The most humiliating experience of your professional life? Well, I hope you met at least one person there who was half-way decent.

OK, being a genre fiction student in the unnamed MFA program I face that second class citizen feeling Jenny is talking about on a daily basis. I think it is one of the pitfalls of writing genre in an MFA program. But believe me, there is A LOT of really horribly terribly written crap that comes from the more "serious" crowd. I mean awful stuff. I don't think they realize that the pedestal they place themselves upon is only an inch off the ground.


Just to set the record straight, Steve was my savior at said MFA program. Not just half-way decent, but all-the-way decent. I'm glad to have made the trip, since it introduced me to him.

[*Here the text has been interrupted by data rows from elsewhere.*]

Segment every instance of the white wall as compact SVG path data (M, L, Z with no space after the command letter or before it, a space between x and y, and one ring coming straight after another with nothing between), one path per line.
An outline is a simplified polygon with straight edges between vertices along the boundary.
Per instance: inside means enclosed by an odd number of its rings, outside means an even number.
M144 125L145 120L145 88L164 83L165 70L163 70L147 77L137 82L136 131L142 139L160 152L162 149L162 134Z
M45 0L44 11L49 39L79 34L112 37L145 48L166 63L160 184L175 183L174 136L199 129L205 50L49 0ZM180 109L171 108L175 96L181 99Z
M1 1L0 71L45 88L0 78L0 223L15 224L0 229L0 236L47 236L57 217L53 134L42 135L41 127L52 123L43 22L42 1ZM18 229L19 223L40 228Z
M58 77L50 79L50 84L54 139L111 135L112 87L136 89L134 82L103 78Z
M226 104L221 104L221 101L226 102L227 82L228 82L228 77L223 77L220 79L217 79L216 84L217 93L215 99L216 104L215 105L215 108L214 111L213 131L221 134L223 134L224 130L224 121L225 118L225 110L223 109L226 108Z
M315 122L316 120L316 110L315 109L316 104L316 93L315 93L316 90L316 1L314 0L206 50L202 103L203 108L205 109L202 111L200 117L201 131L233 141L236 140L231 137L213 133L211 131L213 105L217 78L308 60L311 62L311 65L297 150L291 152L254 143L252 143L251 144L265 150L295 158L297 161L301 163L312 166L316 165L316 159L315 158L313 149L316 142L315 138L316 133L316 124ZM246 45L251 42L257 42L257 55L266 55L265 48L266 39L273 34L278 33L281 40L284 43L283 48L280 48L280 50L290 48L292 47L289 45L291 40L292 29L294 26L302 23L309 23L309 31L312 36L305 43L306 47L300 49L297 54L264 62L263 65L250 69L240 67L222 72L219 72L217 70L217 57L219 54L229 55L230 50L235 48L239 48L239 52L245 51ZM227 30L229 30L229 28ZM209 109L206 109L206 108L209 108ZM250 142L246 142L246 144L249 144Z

But my experience did make me wonder whether popular fiction tracks at MFA programs are really a good thing. The impression I got was that the distinction between popular fiction and "serious" fiction served to further widen the gap between genre and non-genre writers. While I agree that there should be a place for people who want to write popular fiction in its purest form, I saw first hand that someone like Steve, a serious writer who has chosen noir as his medium, was ostracized by the literary people, many of whom are turning out pure crap. I mean, at least with Danielle Steele there's a plot to sink your teeth into.

Of course I'm also someone who has a sneaking suspicion that writing can't really be taught anyway.

And yes, it was the most humiliating experience of my professional life, and this from a woman who once did a reading in San Francisco for an audience of three, two of which were dogs.

Olen Steinhauer

Sounds horrific, Jenny. I didn't know (I've obviously been out of the loop a while) that they were now doing parallel genre MFAs. It does seem a strange thing--does this mean that different tracks are taught different writing lessons? That doesn't make sense to me.

In my MFA, genre was scorned, in part by myself too because I didn't know any better. Scorn was encouraged. But I imagine that the bulk of profs are the "serious" (non-genre) writers--they must teach because they don't have enough readers to make rent. Genre writers can probably more often choose whether or not they *want* to teach.

Can (good) writing be taught? I agree, Jenny, it can't. But the path to achievement can, I believe, be shortened with the help of a few good profs and workshops. I had some great ones, and I know it helped me. Was it worth the exorbitant price of the diploma? God only knows.


The question of whether writing can be taught seems to be right up there with the existence of God. I certainly don't think there will be an answer in our lifetime.

My mother taught there, so I basically grew up in the MFA program at the University of Montana, and I know scores of brilliant writers who came out of MFA programs, Jim Crumley to name just one. Like so many fine mystery writers, Crumley went into the profession as "serious" writer. The one major regret I have about never having taken workshops is that I never learned how to filter criticism. When I first published I thought I had to do everything anyone told me as far as editing was concerned. Needless to say, this got me into A LOT of trouble.

I don't necessarily have a problem with writing programs. I'm just not sure segregating serious writers from non-serious writers is such a good idea. After all, is there such a thing as a non-serious writer?